Kota Padang sudah menjadi tempat penerbitan surat kabar sejak zaman Hindia-Belanda. Sumatera Courant
merupakan koran pertama yang terbit di Pulau Sumatera sekitar tahun 1859.[184][185] Di saat bersamaan juga muncul
Padangsche Nieuws en Advertentieblad pada 17 Desember 1859 oleh R.H. Van Wijk Rz. Setelah itu, Kota Padang
banyak menerbitkan koran-koran berbahasa Melayu, Belanda, dan Tionghoa, di antaranya Padangsche Handelsblad
(1871) oleh H.J. Klitsch & Co, Bentara Melayu (1877) oleh Arnold Snackey, Pelita Kecil (1 Februari 1886) oleh
Mahyuddin Datuk Sutan Marajo, Pertja Barat (1892) di bawah pimpinan Dja Endar Moeda, Tjahaya Soematra
(1897) oleh Mahyuddin Datuk Sutan Marajo, De Padanger (1900) oleh J. van Bosse, Warta Berita (1901) oleh
Mahyuddin Datuk Sutan Marajo. Banyaknya surat kabar yang dipimpin Mahyuddin Datuk Sutan Marajo serta
aktivitasnya di dunia pers, menyebabkan di kemudian hari ia dianggap sebagai perintis pers di Sumatera. [186]

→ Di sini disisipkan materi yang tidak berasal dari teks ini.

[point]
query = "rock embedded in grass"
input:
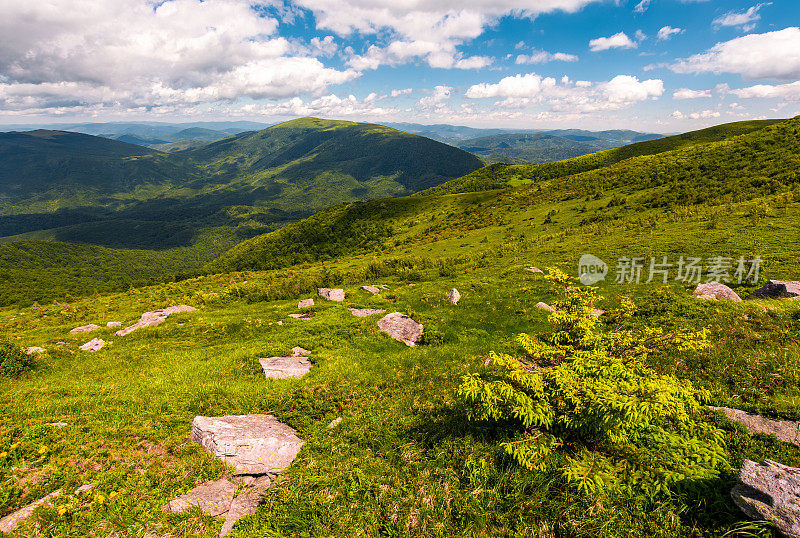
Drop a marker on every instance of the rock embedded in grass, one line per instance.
(402, 328)
(331, 294)
(156, 317)
(85, 329)
(770, 491)
(717, 291)
(251, 444)
(777, 289)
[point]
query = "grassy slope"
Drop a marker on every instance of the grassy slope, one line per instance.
(404, 461)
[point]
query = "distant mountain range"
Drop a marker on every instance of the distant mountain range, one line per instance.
(77, 187)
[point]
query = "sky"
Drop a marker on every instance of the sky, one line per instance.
(651, 65)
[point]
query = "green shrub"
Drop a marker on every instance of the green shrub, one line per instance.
(585, 396)
(13, 361)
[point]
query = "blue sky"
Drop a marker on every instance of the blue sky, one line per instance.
(658, 65)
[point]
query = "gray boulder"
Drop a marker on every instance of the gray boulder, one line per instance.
(295, 366)
(156, 317)
(777, 289)
(402, 328)
(454, 296)
(331, 294)
(252, 444)
(715, 290)
(770, 491)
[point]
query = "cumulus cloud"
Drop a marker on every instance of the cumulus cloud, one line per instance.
(746, 20)
(431, 31)
(540, 57)
(667, 32)
(520, 91)
(130, 53)
(774, 55)
(685, 93)
(616, 41)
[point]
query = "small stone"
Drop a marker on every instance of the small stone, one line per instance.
(454, 296)
(213, 498)
(85, 329)
(716, 289)
(545, 306)
(402, 328)
(364, 312)
(94, 345)
(331, 294)
(252, 444)
(284, 367)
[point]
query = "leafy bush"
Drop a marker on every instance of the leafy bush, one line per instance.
(13, 361)
(584, 395)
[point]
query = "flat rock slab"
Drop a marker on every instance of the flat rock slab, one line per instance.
(252, 444)
(156, 317)
(85, 329)
(716, 290)
(364, 312)
(770, 491)
(777, 289)
(96, 344)
(213, 498)
(13, 520)
(401, 327)
(785, 430)
(331, 294)
(285, 367)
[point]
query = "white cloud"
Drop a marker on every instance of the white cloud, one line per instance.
(773, 55)
(616, 41)
(521, 91)
(130, 53)
(746, 20)
(685, 93)
(787, 92)
(540, 57)
(667, 32)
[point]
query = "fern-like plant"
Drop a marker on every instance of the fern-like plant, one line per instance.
(585, 391)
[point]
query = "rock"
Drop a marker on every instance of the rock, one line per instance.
(785, 430)
(401, 327)
(95, 344)
(454, 296)
(545, 306)
(246, 503)
(364, 312)
(285, 367)
(770, 491)
(213, 498)
(252, 444)
(777, 289)
(331, 294)
(13, 520)
(156, 317)
(85, 329)
(718, 290)
(335, 422)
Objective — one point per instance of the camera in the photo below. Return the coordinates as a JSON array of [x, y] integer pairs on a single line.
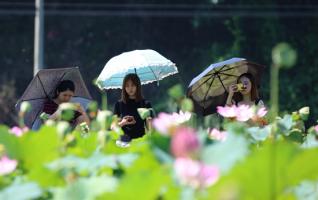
[[130, 119], [240, 87]]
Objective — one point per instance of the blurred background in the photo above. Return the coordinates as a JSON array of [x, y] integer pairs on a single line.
[[191, 33]]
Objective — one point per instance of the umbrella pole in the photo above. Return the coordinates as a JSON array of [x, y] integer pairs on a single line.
[[104, 100]]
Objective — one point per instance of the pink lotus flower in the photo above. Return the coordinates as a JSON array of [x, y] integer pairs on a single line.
[[7, 165], [216, 134], [242, 113], [17, 131], [184, 143], [195, 174], [261, 112], [166, 123], [316, 128]]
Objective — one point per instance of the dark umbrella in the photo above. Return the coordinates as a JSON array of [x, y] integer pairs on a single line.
[[43, 85], [210, 88]]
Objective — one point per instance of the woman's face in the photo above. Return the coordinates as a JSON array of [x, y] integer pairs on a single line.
[[247, 84], [130, 88], [65, 96]]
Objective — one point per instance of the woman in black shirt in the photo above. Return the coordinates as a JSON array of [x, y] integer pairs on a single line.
[[126, 109]]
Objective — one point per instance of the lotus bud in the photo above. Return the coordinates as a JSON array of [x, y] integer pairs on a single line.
[[63, 128], [304, 113]]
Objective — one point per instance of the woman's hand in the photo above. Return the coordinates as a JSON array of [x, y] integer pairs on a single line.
[[233, 88], [127, 120]]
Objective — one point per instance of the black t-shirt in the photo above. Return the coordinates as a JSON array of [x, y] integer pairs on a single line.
[[130, 108]]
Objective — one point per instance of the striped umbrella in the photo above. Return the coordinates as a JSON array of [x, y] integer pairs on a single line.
[[210, 88]]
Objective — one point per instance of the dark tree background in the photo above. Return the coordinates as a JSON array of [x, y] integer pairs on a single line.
[[192, 33]]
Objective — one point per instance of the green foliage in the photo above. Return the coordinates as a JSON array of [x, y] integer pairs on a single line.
[[18, 191], [274, 175]]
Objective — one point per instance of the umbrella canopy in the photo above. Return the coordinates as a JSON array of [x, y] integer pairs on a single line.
[[210, 88], [148, 64], [42, 87]]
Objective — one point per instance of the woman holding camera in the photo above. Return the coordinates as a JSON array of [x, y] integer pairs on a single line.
[[63, 93], [244, 92], [126, 109]]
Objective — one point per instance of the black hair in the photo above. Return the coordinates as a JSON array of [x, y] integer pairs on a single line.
[[64, 86]]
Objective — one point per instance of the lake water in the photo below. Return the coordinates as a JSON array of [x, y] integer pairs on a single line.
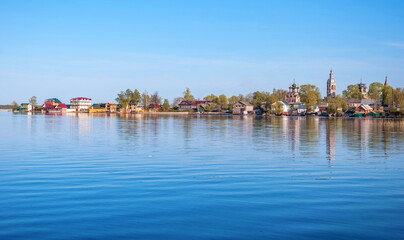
[[200, 177]]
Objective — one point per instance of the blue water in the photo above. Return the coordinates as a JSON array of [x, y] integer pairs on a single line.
[[200, 177]]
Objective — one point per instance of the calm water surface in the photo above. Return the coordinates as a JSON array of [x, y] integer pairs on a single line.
[[200, 177]]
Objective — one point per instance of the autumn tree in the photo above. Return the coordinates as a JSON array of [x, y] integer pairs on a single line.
[[387, 95], [310, 95], [188, 96], [352, 91], [136, 97], [145, 99], [166, 105], [15, 104], [337, 103], [33, 101], [223, 102], [212, 98], [124, 98], [278, 108], [155, 98], [376, 92]]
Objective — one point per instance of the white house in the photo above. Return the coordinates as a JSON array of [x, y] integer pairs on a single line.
[[80, 103]]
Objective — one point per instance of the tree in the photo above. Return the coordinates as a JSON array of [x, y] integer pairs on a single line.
[[123, 99], [352, 91], [279, 94], [398, 97], [212, 98], [375, 92], [258, 98], [223, 104], [33, 101], [336, 104], [15, 104], [145, 99], [166, 105], [136, 97], [155, 99], [278, 107], [310, 95], [188, 96], [387, 95]]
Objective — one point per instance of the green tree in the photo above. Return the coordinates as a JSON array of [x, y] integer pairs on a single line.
[[352, 91], [337, 103], [33, 101], [279, 95], [15, 105], [398, 98], [136, 97], [278, 108], [166, 105], [223, 103], [258, 98], [145, 99], [212, 98], [155, 99], [188, 96], [123, 99], [310, 95], [387, 95], [375, 92]]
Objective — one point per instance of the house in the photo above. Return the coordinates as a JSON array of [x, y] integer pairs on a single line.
[[80, 103], [285, 107], [293, 96], [301, 109], [242, 107], [322, 107], [26, 107], [193, 105], [154, 107], [363, 109], [353, 103], [137, 108], [53, 105]]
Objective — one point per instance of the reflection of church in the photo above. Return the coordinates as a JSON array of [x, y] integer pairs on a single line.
[[293, 96], [330, 139], [331, 85]]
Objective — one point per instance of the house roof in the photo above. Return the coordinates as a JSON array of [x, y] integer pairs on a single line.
[[244, 103], [80, 98], [365, 107], [55, 100]]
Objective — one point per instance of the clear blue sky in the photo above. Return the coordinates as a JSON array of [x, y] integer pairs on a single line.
[[97, 48]]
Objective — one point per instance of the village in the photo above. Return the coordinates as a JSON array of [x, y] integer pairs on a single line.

Selanjutnya, pada tahun 1911, muncul surat kabar Soenting Melajoe yang merupakan surat kabar khusus perempuan,
yang dikelola oleh Rohana Kudus. Pada tahun yang sama juga muncul surat kabar dua mingguan yang bernama al-
Munir.[187] Berikutnya tahun 1914 muncul Sinar Soematra, kemudian dikelola oleh Liem Koen Hian seorang tokoh
nasionalis Tionghoa, yang menjadi redaksi tahun 1918-1921,[188] pada tahun yang sama juga telah muncul Bintang
Tionghoa, Soeara Rakjat, Warta Hindia, Sri Soematra, Soematra Tengah, dan Oetoesan Melajoe.[189] Hingga saat ini
Kota Padang masih menjadi kota penerbitan surat kabar, di antaranya yang cukup terkenal adalah Harian Haluan dan
Singgalang. Kedua surat kabar ini masih konsisten menyediakan rubrik dalam bahasa Minang.[190]

Beberapa stasiun radio juga terdapat di kota ini, seperti RRI Padang,[191][192] Radio Classy FM.[193] Pronews 90 FM.[194]
Radio Sushi 99.1 FM[195]. Stasiun radio ini memainkan peranan penting, terutama dalam kasus gempa bumi 30
September 2009. Di saat beberapa media komunikasi dan informasi tidak dapat diakses oleh masyarakat, stasiun
radio ini dapat mengudara dan menyampaikan informasi dari pemerintah setempat kepada seluruh masyarakat, 30
menit setelah gempa bumi tersebut. Sedikit banyaknya stasiun radio mengurangi kepanikan yang timbul di
masyarakat saat itu.[196]

TVRI Sumatera Barat, stasiun televisi daerah milik pemerintah, berkedudukan di Kota Padang. Setelah bergulirnya
otonomi daerah, TVRI Sumatera Barat yang pendanaannya dibebankan kepada APBD kota/kabupaten di Sumatera
Barat sempat dipertanyakan oleh beberapa pemerintah kota dan kabupaten yang menuntut komitmen TVRI
Sumatera Barat untuk memberikan kontribusi yang jelas kepada mereka.[197] Selain TVRI Sumatera Barat, juga
terdapat beberapa stasiun TV swasta yang beroperasi di kota ini, di antaranya Padang TV dan Favorit TV.